On the other end of the spectrum, we have Lisp. In a Lisp, everything is data, including code. At its most basic, Lisp supports very few kinds of data, with lists being the only way to group data. Clojure (my favorite Lisp) supports a few more types, such as maps and sets, but thanks to the Sequences API, they appear fairly homogenous. Instead of coupling data with functionality with an object system, Lisp treats everything the same: many functions can act on just about any chunk of data. This way of thinking completely separates functionality and data, in stark contrast toOOP. In the Lisp way of doing things, you build general-purpose functions that you compose together and then operate on homogenous data with. You lose Encapsulation, but Polymorphism isn’t even a concept since types have mostly disappeared.

In the process of writing Computer.Build, I’ve used both paradigms to varying degrees of success. In the Ruby implementation, I build an abstract syntax tree (AST) up using a block-based internal DSL. I then ask this tree to generate itself into VHDL, and it recursively calls generate() on each node. Different nodes have different types, allowing them to generate different VHDL. In Clojure, on the other hand, you create the AST directly using a list literal, so you’ve got this giant homogenous data structure. Without an object system, how do you generate different code based on what kinds of nodes you encounter in the AST? With a dispatch function, of course! Clojure (and many other Lisps) supports a concept of “multimethods,” which are sets of functions that are dispatched to based on another function. This allows me to write a dispatch function that analyzes a particular node in the AST and decides what kind of type it is (generally by getting the unqualified name of the first element). The result of the dispatch function is then used to choose one of many different VHDL-generating functions to run against the particular node, some of which recurse through this multimethod again.

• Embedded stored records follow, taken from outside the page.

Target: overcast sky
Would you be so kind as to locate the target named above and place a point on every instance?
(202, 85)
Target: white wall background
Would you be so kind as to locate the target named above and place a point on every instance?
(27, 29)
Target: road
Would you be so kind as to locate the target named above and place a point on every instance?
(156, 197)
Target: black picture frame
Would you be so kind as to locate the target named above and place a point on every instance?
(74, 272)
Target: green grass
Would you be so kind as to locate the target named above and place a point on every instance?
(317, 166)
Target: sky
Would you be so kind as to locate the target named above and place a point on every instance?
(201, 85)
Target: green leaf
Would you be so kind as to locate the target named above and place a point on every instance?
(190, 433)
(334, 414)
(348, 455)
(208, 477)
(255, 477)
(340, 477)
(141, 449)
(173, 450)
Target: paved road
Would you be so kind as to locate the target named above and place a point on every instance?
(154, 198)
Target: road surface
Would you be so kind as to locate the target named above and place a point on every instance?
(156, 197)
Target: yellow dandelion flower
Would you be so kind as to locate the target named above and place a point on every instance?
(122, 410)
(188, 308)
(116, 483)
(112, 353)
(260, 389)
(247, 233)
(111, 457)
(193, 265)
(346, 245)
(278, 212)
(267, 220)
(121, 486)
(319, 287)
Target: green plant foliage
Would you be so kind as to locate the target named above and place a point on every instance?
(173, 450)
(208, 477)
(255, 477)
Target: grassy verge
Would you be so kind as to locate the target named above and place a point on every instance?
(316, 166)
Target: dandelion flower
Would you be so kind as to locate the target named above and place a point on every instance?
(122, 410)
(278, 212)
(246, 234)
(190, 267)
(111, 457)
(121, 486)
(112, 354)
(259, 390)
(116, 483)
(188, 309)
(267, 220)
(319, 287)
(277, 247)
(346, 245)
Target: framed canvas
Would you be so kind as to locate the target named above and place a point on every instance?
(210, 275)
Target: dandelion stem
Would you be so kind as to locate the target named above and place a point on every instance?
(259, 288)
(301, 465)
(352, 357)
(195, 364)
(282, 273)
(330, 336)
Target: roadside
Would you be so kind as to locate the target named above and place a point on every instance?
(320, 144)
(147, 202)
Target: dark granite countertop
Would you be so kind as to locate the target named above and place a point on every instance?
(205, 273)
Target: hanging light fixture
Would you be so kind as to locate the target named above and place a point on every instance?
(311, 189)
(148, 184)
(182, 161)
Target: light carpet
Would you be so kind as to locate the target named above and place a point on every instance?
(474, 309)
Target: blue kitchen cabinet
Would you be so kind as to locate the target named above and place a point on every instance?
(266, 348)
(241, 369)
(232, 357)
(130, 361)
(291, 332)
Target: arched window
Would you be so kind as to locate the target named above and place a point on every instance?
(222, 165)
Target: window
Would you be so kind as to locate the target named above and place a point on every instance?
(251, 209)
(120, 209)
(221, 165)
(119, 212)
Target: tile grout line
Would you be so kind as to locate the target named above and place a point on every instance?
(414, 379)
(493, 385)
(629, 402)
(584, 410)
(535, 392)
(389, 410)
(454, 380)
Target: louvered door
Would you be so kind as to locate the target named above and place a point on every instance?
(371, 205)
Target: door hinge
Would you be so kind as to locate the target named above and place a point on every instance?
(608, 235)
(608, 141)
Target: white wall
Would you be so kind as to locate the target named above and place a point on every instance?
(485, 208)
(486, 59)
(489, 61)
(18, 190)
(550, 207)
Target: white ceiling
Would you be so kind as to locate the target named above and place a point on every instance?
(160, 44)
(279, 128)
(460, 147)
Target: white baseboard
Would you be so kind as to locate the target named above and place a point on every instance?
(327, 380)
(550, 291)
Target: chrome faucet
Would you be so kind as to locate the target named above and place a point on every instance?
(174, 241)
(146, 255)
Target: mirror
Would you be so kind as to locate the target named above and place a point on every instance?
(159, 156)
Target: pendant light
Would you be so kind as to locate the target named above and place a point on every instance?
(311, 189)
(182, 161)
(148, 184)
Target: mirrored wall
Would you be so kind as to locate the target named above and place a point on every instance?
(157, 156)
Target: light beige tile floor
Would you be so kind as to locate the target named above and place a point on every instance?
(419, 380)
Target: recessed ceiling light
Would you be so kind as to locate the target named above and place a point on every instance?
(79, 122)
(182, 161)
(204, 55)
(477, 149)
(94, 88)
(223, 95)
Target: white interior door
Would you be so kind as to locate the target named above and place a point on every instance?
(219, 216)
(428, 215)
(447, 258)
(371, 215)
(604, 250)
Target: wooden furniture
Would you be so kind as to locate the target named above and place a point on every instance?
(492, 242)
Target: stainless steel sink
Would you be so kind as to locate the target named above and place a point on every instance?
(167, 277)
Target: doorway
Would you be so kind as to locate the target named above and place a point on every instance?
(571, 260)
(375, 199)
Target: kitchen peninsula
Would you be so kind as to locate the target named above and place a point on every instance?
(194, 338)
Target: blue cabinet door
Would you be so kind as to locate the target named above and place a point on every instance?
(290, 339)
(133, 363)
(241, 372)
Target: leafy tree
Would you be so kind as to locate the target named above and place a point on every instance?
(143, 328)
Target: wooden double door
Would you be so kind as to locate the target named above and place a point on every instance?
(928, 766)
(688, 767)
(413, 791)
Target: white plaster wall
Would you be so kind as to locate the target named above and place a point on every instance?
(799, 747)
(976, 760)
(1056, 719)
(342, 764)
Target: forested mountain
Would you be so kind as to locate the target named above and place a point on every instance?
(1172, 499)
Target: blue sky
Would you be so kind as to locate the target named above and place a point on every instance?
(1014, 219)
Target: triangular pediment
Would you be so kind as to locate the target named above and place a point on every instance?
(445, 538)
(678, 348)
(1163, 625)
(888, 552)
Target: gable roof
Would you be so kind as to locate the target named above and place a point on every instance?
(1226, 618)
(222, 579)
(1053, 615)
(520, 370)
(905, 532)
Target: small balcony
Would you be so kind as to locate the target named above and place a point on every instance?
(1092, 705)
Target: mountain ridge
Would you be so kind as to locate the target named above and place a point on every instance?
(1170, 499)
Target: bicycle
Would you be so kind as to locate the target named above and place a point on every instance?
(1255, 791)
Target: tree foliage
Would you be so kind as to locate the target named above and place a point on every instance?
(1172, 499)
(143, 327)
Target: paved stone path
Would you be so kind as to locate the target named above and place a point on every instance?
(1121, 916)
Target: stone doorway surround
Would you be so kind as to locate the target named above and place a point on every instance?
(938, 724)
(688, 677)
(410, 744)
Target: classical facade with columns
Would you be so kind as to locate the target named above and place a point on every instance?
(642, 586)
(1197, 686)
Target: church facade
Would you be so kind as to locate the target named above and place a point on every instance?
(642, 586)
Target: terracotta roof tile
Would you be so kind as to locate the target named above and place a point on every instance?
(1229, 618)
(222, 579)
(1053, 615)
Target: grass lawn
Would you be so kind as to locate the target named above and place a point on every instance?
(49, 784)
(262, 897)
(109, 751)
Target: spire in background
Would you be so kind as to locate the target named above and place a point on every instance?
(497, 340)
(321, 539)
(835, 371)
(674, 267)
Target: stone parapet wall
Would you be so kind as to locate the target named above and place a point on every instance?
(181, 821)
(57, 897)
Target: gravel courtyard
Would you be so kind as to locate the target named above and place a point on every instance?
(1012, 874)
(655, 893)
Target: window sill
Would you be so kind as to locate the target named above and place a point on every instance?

Since I started in Java, I still tend to think in an OOP style. This means the Ruby implementation of Computer.Build should be considerably easier for me, but it turns out I’m gravitating more toward the Clojure. It’s just so…clean! The syntax is terse, the structure is pure, and the multimethod-based dispatch seems so much clearer than fancy inheritance dances. As indoctrinated with the OOP style as I am, I’m starting to feel like a data-oriented style (a la Lisp) is better for some applications. When you’re trying to represent real-world objects, then yes, a type system that allows you to represent classes of things like people and trees and whatnot makes sense. Once you get into the abstract, esoteric world of software, though, the OO metaphor isn’t quite as simple. Heavy OO users tend to end up with huge, complex hierarchies of types that can be pretty confusing. If you switch to a data-oriented approach, though, you can focus on exactly what you need to get done. I can represent the AST for Computer.Build as a homogenous list, and then act on each node based on some arbitrary analysis of it. I don’t have to worry about what type things are or where they inherit from; I just dispatch and go.

I’m a firm believer that different problems require different tools to solve, and programming style is no different. At work, I’m encountering asynchronous, evented I/O for the first time, and it’s a great tool for some applications. Some problems are going to lend themselves to an OOP style, while others are going to fit a more data-oriented approach. With Computer.Build, I’m leaning toward favoring the data-oriented approach.